Da die Propagandistin solchen Denkens
mit dem eigenen Leben dafür einsteht, dass es auch funktioniert, hat sie vor den
Leuten zu strahlen. Sie strahlt vor Erfolg, vor Glück und vor Gesundheit. Alles
andere in ihrem Leben wird ausgeblendet oder zumindest dem Publikum nicht
gezeigt. Würde die eigenen Zweifel, das eigene Versagen, würden kleine und
grössere Gebresten dem Publikum sichtbar gemacht, so wäre das zwar sehr
menschlich und überaus verständlich, hauptsächlich aber wäre es
geschäftsschädigend. Es würde den Wert der eigenen Botschaft in Frage stellen
und die Vermessenheit des umfassenden Anspruchs enthüllen, und das wäre schlecht
für den Absatz.
Habe ich damit gesagt, «Bestellungen beim Universum»,
«The Secret» und all die vielen Propagandaschriften zum Resonanzgesetz seien
unmenschlich? Allerdings. Aber ich sage es nicht als Anklage gegen die Damen und
Herren Verfasser, ich sage es aus Trauer um Bärbel Mohr. Zustimmung finden nur
so lange man strahlt und begeistert und sich nicht trauen, anderen auch
Schwierigkeiten und Schatten von sich zu zeigen, das ist traurig. Mir kommt es
vor, als habe sich da ein Mensch unter Beifall das eigene Gefängnis gemauert,
und gerade weil so viele zuschauten und applaudierten, gab es keinen Ausweg
mehr.
Was aber hat das mit den Parlamentswahlen in den USA zu tun? Mit
seiner gebetsmühlenhaft wiederholten Affirmation «Yes, we can» installierte sich
Barack Obama vor zwei Jahren unter Jubel zum obersten Positivdenker und
Gesundbeter seiner Nation. Obwohl das von den Medien sträflich vernachlässigt
wird, konnte der US-Präsident seitdem zwar keine Wunder, aber durchaus Erfolge
verzeichnen. Ende Woche wurden positive Zahlen aus dem US-Arbeitsmarkt bekannt.

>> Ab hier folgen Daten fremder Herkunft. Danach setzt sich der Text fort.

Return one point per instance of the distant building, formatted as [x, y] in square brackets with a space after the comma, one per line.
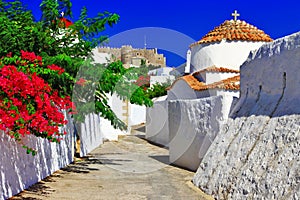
[131, 56]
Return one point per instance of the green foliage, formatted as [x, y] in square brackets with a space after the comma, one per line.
[157, 90]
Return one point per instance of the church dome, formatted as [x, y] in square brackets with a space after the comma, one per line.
[234, 30]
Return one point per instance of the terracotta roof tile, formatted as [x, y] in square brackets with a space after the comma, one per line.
[234, 30]
[216, 69]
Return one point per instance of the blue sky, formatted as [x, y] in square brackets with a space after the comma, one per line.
[185, 20]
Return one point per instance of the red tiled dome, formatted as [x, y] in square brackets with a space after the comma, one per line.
[65, 22]
[234, 30]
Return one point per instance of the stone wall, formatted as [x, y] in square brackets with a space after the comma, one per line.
[127, 53]
[193, 126]
[19, 170]
[157, 126]
[257, 153]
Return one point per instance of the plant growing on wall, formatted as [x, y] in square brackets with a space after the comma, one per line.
[67, 47]
[28, 104]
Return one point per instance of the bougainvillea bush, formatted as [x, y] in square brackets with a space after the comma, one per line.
[28, 104]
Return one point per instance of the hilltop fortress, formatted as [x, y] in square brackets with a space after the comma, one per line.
[131, 56]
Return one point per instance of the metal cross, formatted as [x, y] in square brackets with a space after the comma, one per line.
[235, 15]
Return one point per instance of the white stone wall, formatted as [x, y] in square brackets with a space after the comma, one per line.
[193, 125]
[19, 170]
[257, 153]
[212, 77]
[90, 134]
[157, 126]
[181, 90]
[161, 79]
[229, 54]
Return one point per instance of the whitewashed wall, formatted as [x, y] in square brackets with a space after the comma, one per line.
[108, 131]
[19, 170]
[257, 153]
[90, 134]
[137, 115]
[229, 54]
[212, 77]
[157, 126]
[193, 125]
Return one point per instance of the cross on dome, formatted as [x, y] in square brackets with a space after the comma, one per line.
[235, 15]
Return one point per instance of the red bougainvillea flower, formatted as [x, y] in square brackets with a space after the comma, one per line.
[28, 105]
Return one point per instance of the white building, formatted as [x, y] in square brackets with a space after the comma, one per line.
[200, 102]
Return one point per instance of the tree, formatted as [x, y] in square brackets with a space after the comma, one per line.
[71, 49]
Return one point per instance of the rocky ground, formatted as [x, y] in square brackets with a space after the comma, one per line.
[128, 169]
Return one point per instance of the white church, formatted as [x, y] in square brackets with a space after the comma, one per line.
[211, 86]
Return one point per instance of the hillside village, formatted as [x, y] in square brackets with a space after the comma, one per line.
[232, 119]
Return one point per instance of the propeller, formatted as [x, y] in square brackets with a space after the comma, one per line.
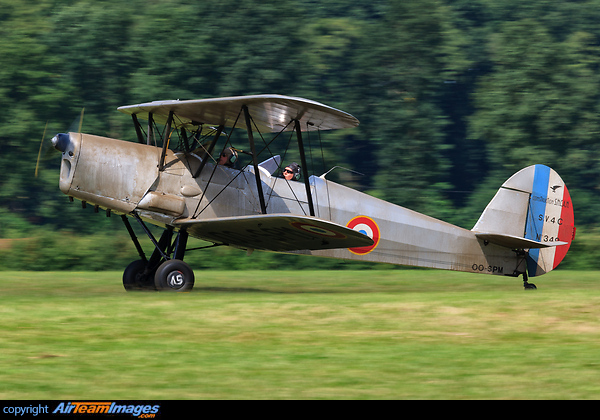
[58, 141]
[37, 165]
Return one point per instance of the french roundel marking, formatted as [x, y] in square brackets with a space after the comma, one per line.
[317, 230]
[367, 226]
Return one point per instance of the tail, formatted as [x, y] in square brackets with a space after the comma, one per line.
[533, 212]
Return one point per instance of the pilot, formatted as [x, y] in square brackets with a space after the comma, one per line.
[228, 157]
[292, 172]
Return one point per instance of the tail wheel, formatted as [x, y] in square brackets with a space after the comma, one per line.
[174, 275]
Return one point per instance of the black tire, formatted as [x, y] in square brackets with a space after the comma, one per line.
[135, 279]
[175, 276]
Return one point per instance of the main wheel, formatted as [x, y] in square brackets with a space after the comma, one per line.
[174, 275]
[134, 277]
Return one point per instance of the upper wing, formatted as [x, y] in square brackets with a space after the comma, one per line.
[275, 232]
[270, 113]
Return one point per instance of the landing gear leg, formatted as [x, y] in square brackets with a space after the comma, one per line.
[175, 275]
[159, 272]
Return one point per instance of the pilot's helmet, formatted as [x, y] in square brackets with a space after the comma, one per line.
[228, 157]
[296, 169]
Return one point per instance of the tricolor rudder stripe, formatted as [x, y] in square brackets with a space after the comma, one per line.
[549, 219]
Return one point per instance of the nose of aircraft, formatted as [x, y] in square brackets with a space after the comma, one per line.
[61, 142]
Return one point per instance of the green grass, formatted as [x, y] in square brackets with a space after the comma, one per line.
[389, 334]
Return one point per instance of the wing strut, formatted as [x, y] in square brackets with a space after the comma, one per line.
[303, 160]
[161, 165]
[261, 196]
[208, 152]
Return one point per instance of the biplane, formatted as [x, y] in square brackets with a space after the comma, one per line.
[174, 177]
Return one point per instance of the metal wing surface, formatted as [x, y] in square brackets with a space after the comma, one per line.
[275, 232]
[270, 113]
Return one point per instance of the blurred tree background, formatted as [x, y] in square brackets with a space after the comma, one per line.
[454, 96]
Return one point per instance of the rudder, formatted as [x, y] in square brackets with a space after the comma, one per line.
[534, 204]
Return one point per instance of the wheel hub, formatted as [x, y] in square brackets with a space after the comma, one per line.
[175, 279]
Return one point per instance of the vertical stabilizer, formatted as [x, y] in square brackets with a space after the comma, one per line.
[534, 204]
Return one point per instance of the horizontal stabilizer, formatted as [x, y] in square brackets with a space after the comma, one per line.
[516, 242]
[275, 232]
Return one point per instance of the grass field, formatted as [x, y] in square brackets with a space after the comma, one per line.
[386, 334]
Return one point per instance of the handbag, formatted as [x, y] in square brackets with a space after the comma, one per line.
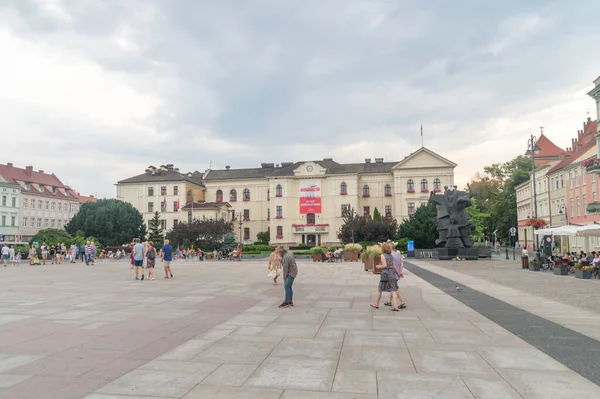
[385, 276]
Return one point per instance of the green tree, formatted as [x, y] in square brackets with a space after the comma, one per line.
[111, 221]
[421, 227]
[155, 232]
[264, 236]
[205, 233]
[364, 229]
[52, 237]
[376, 215]
[479, 219]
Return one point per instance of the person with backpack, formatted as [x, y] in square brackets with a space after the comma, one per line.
[150, 259]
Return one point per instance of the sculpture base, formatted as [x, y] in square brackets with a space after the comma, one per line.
[453, 253]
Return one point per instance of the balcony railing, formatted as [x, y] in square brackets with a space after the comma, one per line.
[310, 228]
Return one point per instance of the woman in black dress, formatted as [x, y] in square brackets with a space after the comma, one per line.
[387, 279]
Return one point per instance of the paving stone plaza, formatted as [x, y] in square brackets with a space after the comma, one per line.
[215, 331]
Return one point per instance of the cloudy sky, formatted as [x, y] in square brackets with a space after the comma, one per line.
[96, 91]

Doch Tage zuvor wurde der Präsident vom Wahlvolk abgestraft. Ins Parlament
gewählt wurden Hinterwäldler und ultrakonservative Republikaner, lauter Leute,
die darauf eingeschworen sind, jeden Fortschritt in ihrem Land zu verhindern.
Als wären sie über den eigenen Mut erschrocken, buchstabieren die Amerikaner
zurück.
Geradezu schreiend sichtbar zeigt sich damit der Schatten der
Begeisterung und des hoffnungsvollen Aufbruchs von 2008. Schon damals, als der
neue Präsident gewählt wurde, bestand Anlass zur Befürchtung, der charismatische
Mann könnte einem Attentat zum Opfer fallen oder durch eine Intrige aus dem Amt
gemobbt werden. Doch Barack Obama lebt noch; im Verlaufe der weiteren Amtszeit
wird er nicht darum herumkommen, sich mit seinem politischen Gegenpol zu
beschäftigen und die Schatten, die er rief, zu integrieren. Wenn es für sein
Land noch Aussicht auf Erholung gibt, so wird der Prozess der Gesundung gerade
darin liegen, die beiden Pole zu umfassen und zu versöhnen.